So, this is from over 30 years ago. I'd left college, with IT qualifications and had a place at a local university. But I was keeping my options open and, after being offered various crappy, data-entry types jobs, I was finally offered a really good, IT developer job at a large company. I took that, in preference to going to University but, with hindsight, is now something I very much regret.
The company had an IT dept. entirely staffed by degree-level graduates. Few people were coming out (this is the late 1980s) with IT degrees, so they were taking on people with, say, a degree in Zoology and then training them up. Their training was so good it won awards (and also caused issues – other companies would wait until people were training by this company and then poach them, rather than try and have training as good).
But they realised the world was changing and people were now coming out of lower level education with programming abilities, so I was one of just 3 people that year that were non-graduates.
Still, we went through the same training, despite the fact that we knew most of it already (bear in mind that literally some of the graduates had never even touched a computer keyboard before this point) and then were allocated to teams. Oh, and we were also paid a lot, lot less.
My boss – my first manager (I was 18 at this point) – was an ass-hole, as it turned out. He made it very clear that he thought I shouldn't be there because I didn't have a degree. When the team went to a pub he always moved the conversation to talking about what it was like at University, which automatically excluded me.
Even though our training was finished there were various other things that new recruits got to attend, including an end celebration. I was the only person not allowed to go to any of these, as my manager believed it “wasn't right” to be included with them. I was allowed to go a year later – and only when HR insisted to my manager – with a group of people who joined after me and I didn't know.

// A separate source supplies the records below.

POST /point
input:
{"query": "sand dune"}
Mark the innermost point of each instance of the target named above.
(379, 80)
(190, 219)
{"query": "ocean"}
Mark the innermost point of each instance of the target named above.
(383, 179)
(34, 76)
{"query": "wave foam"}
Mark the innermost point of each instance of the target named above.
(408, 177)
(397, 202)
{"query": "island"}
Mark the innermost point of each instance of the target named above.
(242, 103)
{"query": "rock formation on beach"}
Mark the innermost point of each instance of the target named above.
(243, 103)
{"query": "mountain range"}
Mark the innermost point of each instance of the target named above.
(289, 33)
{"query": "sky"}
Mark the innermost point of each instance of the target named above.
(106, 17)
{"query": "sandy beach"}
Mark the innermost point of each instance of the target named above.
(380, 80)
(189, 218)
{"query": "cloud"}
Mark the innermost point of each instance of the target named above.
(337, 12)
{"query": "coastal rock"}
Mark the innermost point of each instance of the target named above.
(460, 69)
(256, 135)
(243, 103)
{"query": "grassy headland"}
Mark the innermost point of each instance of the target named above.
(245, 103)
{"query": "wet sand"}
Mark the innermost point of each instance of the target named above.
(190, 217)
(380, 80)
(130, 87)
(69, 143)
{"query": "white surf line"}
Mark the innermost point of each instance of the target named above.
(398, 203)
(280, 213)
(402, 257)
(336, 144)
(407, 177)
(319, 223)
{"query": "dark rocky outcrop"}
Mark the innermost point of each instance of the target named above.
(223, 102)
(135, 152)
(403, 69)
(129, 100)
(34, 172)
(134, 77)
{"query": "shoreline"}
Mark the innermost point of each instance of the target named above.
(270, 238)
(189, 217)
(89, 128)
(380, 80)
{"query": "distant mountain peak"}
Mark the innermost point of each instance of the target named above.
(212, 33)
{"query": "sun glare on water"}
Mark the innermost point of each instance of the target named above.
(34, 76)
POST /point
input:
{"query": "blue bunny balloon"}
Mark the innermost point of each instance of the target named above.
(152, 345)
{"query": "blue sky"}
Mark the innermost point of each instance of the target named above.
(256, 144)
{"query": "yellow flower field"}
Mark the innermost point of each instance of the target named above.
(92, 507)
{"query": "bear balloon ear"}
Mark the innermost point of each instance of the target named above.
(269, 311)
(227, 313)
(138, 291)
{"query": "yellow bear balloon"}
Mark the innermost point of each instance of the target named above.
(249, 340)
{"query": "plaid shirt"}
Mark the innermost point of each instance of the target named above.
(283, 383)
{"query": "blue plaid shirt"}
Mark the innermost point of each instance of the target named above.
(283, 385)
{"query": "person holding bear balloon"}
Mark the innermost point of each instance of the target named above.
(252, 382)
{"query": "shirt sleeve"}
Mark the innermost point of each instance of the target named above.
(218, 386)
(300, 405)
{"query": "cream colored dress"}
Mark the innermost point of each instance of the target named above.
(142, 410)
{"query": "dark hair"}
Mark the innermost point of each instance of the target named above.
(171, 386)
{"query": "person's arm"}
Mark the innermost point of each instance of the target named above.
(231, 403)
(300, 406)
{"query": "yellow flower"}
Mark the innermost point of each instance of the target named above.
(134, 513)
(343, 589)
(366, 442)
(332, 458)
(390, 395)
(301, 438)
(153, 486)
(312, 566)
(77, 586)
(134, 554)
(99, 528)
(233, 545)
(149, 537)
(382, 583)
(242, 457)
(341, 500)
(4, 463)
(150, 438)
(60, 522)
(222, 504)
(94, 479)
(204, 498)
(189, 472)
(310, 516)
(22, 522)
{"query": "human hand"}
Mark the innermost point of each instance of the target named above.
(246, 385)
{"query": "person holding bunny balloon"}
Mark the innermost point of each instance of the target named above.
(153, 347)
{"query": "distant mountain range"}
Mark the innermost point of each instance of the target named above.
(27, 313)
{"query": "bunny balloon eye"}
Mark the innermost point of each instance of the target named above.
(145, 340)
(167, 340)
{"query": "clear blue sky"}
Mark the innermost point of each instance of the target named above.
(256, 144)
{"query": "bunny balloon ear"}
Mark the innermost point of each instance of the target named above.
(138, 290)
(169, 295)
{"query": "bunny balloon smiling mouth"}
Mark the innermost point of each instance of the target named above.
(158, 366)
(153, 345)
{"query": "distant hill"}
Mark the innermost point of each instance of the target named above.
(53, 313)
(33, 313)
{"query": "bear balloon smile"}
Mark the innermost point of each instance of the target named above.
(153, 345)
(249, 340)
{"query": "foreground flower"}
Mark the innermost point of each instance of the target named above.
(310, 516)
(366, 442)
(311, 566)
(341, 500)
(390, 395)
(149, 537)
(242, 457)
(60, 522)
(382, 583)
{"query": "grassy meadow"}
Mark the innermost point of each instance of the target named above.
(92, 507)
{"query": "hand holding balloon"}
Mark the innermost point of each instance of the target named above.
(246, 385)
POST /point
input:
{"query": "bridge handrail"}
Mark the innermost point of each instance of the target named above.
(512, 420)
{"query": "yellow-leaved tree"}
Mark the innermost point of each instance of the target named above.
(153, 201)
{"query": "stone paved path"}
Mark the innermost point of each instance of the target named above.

Also, once training was finished our “trainee” job title was supposed to change and we'd be given a pay rise. Again, my manager didn't believe I deserved it and held back – I remained a trainee for a lot longer. All of this he felt was justified based on my work – he set my targets that I couldn't achieve.
Now, for context, I took these targets to the person in the department who was considered one of the best developers and they said they couldn't achieve them. It might involve writing code for months and, once fully tested, not a single bug being found.
Things got worse when his own manager changed and she was of the same mind-set as him, so they both did what they could do to make my life miserable. At this point, I had various written and verbal warnings and was not far off being sacked (all for missing those impossible targets). When I needed some time off they refused, citing reasons that simply didn't exist – I took a complaint further up the management chain and won, but even then they wouldn't let me have the time I wanted).
In the end, working with HR, I moved out of that department to somewhere else. I kept my salary but moved into a much more minor role – as a result my salary didn't increase for years, until it was more equal with those I was working with. It's had an impact on my career ever since.
This was my first job as an adult, and involved moving away from home. I was in a 1 room shared house, so miserable, and affected my mental health ever since.
That manager of mine never did get very much further up the company and is today, I believe, still there.
People talk about how they can “forgive but I can't forget”. I'm sorry, but I can do neither. Unless the day comes where he approaches me and is genuinely sorry for what happened (which I don't think will ever happen) then that's never going to change.
I remained at that company for nearly 30 years, moving from one terrible manager to another (thankfully none as bad as that first one, though). The company doesn't provide any training to be a leader – it just promotes people as a reward or, sometimes, just because they've been there for a while. But it taught me, when it was my time to become a manager, just what not to do. We can learn from anything, as it doesn't have to be positive, which is probably the only good thing I can say about what happened.
This is the first time I've told this story – thank you for listening.